Article Archive by Max Braglia


October 14 2013

How “Real Time Bidding” and “Big Data” Are Changing Interactive Advertising as We Know It

by Max Braglia

Imagine the following scenario. An Internet user lands on a page on a website, which begins to load. At that very same moment the website sends out a “bid request” to thousands of advertisers saying: “There’s a user here who is a 36-years-old Caucasian female, lives in Pennsylvania, has two dogs, and who has recently searched for skinny jeans and fitness books. How much are you willing to bid to display your ad on this page?” In about 100 milliseconds an auction is run and the winner is allowed to place its ad on the page.

What’s staggering is that the whole process takes place in 300-500 milliseconds, causing no visible delay to the user, and that this same process is repeated every time a web page loads for every ad slot on the page.

If this sounds like a marketer’s dream come true, it’s because it is. Good news is, it’s not a dream anymore. It’s reality and, as technology improves, it’s changing interactive advertising as we know it.

real-time-bidding

 

The process I described above is called “Real Time Bidding”, and what creates the opportunity to serve ads that are so relevant to end users is known as “Big Data”. According to AdAge, “Big Data”, when applied to digital marketing, can include online searches, website log files, consumer-uploaded images, retail transactions, loyalty card information, email communications, mobile location information, and social media commentary, just to name a few. These are all different “channels” that consumers use in their quest to find solutions to their problems, make purchases, and more in general to improve their life.

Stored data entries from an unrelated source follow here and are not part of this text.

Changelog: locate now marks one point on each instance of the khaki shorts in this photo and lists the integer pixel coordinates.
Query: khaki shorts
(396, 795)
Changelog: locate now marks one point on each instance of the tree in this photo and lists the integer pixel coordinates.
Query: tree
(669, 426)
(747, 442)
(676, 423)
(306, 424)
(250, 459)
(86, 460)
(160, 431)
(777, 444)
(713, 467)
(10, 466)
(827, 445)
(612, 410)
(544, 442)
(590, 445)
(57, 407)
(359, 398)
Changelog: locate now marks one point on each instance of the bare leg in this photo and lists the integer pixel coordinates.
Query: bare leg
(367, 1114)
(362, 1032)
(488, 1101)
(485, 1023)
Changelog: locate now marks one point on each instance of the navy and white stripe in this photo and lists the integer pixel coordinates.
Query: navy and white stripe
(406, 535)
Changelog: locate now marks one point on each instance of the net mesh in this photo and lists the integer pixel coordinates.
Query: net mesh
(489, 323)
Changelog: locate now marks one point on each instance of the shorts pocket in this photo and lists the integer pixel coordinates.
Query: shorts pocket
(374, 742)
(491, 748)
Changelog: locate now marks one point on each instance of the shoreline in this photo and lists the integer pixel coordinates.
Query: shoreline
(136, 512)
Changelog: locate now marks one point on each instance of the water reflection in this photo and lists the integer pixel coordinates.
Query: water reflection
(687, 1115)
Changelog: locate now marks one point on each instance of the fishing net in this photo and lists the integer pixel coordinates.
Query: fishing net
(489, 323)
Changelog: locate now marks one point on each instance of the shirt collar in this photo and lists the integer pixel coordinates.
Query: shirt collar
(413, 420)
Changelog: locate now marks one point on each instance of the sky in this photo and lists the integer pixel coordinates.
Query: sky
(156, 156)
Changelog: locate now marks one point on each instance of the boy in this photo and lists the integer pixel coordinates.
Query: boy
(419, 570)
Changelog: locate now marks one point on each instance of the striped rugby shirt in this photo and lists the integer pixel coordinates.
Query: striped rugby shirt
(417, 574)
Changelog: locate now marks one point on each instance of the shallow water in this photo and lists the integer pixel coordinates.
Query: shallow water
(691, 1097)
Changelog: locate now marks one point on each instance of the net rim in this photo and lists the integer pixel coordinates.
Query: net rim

Needless to say, the most popular example of Real Time Bidding meshed with Big Data is the Google Display Network, which is becoming increasingly more powerful in its targeting capabilities.

So, how is all of this information going to affect you and your business, and change the landscape of digital advertising as we know it?

Think about it. – The nature of digital advertising has long been “one-to-one”, that is, who clicked on an ad and who converted. The user goes online, runs a search, clicks an ad, and makes a purchase.

Not so anymore. – Often consumers are more complex than ever and use multiple channels either before and after running a keyword search, and the ads served to them while they are on those other channels are indeed very relevant to their needs.

I hate to say this, but keyword search alone may not be enough anymore to achieve the largest visibility and the best possible ROI from your marketing efforts.

As a marketer, you must take action now to leverage the power of Big Data in order to offer your prospects and customers a more “customized-to-their-needs” experience which will ultimately increase your ROI and profits.

So, when planning your next online marketing effort, ask yourself this question: “How can I have display, remarketing, video, and social media advertising work in synergy with my keyword search campaign?” – Being able to answer that question effectively could make the difference between a successful and a not-so successful digital campaign.

September 13 2013

What Digital Marketers Can Learn From Steve Jobs

by Max Braglia

One thing’s for sure: Steve Jobs was a brilliant marketer and knew how to sell. Just think for a moment of what he did with the iPod: before Apple entered the market, MP3 players had been around for years, but nobody bought them, as they were considered clunky and “uncool”.

Then came Steve Jobs. Unlike all his competitors, who had tried to sell MP3 players by promoting their features, Jobs introduced the iPod by simply describing it as “1,000 songs in your pocket.” And that simple statement changed the business of MP3 players forever, and with it the entire music industry.

Here are some of the most invaluable lessons from one of the greatest marketers ever that business owners should keep in mind when planning a digital marketing campaign.

First and foremost, make sure you know who your customers are. The more you know about what’s in your customers’ minds, the more you’ll be able to identify the keywords they type when searching for your products or services or, in the case of a display campaign, the websites they are most likely to visit.

Then, when you have identified who your customers are, make sure you attract them at the emotional level. In other words, sell benefits and not features. Steve Jobs was a true master of this craft. He believed you can attract customers at the emotional level in two ways: by inspiring them, or by addressing their pain points. For digital marketers, this means writing better “benefit-driven” ad copy, or banner ads that speak to the heart of your target customers.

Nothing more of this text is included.